Balancing the Budget
There is a contradiction in the path pursued by bureaucrats who are implementing what became law in the March 23, 2010, signing ceremony and the greater fiscal realities that face the United States. The only way the feds can defuse this tension is to reduce the imbalance between the cost of health care and access to it—accomplished through limiting the amount of care dispensed.
It is easier for the federal government to expand access than contain costs. Handing out health insurance cards is easy; reducing health care costs is not. It is one thing to estimate that every third or fifth or tenth health care dollar is wasted and another to identify which dollars those are. The disagreements about which dollars pay for helpful services and which are unnecessary can easily move from a disagreement among technicians to something the everyday American easily understands by invoking the word “rationing.” Simply put, the federal government, no matter how much it taxes the public, cannot afford to pay for the health care costs created under Obamacare. Like Social Security, the government’s coffers will run dry.

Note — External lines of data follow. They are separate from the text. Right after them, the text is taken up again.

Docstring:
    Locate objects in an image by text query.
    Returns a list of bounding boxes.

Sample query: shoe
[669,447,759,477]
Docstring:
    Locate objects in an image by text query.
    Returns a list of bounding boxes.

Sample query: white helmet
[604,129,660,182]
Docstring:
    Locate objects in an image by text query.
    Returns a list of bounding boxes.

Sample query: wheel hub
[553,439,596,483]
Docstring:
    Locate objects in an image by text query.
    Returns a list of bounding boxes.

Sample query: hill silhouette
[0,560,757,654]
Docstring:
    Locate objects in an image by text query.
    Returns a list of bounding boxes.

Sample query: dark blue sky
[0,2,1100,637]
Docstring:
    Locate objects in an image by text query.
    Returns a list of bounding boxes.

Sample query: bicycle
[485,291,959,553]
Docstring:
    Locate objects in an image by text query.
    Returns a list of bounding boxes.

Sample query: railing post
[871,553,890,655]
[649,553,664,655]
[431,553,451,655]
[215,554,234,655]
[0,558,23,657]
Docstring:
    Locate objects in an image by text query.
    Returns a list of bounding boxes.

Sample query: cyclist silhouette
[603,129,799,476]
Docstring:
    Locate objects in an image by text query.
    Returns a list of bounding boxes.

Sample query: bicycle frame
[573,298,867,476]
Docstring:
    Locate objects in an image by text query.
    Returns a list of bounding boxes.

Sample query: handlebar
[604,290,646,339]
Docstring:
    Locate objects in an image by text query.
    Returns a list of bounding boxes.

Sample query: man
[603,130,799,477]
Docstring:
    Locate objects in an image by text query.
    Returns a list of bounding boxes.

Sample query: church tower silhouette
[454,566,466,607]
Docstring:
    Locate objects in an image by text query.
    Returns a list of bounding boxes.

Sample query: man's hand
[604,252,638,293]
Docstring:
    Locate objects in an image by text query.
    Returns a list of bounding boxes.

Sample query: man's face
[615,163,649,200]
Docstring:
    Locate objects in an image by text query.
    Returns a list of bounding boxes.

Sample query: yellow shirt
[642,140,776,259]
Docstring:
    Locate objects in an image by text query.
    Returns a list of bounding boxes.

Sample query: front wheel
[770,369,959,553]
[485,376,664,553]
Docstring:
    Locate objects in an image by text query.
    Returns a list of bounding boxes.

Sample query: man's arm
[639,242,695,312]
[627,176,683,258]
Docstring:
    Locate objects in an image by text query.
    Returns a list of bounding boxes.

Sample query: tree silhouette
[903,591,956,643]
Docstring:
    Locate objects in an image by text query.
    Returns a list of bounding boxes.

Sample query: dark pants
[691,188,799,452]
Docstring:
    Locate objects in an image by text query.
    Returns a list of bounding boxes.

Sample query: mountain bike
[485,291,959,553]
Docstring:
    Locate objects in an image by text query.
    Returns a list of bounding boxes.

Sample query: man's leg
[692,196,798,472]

Looking across the Atlantic, Americans can see into their future. There, governments are tightening belts, challenging fiscally untenable elements of the welfare state, and working to lower expectations about the size and scope of government.
A Different Approach to Access
An alternative approach could build on the goal set by the health care quality movement. Quality, they argue, should be measured in terms of the right person getting the right care at the right time. From this perspective, health insurance is something instrumental, not the end itself.
Moreover, health insurance is not the only way to connect patients with providers. Federal support for community health centers began as a “war on poverty” program during the Johnson administration. The centers that receive funding from this program provide health care to people in places that would otherwise not likely receive care. In short, health centers provide access to health care. Those organizations that receive federal funding today have evolved from the 1960’s “free clinics,” maintaining a sense of mission but also aware that they cannot pursue their mission if they do not mind their bottom line.
George W. Bush embraced health centers as a more affordable way to increase access than broader health insurance entitlements. Federal appropriations for this program doubled during his presidency, and 1,200 clinics either newly opened or expanded. The 2010 health reform law provides a guarantee of additional funds. The millions of patients cared for at health centers do not contribute to “access” statistics when it is measured as the number of people who have health insurance.
The United States has not had a more nuanced debate about access and health care for two reasons. First, those who have pushed the debate to the fore of the public agenda have concealed the cost and focused on access in terms of the number of people without a health insurance card. And second, these advocates have not encountered much resistance to framing it that way. The reality of the fiscal challenge ahead will make it necessary to frame our understanding and access more broadly.
Hanns Kuttner is a visiting fellow at Hudson Institute.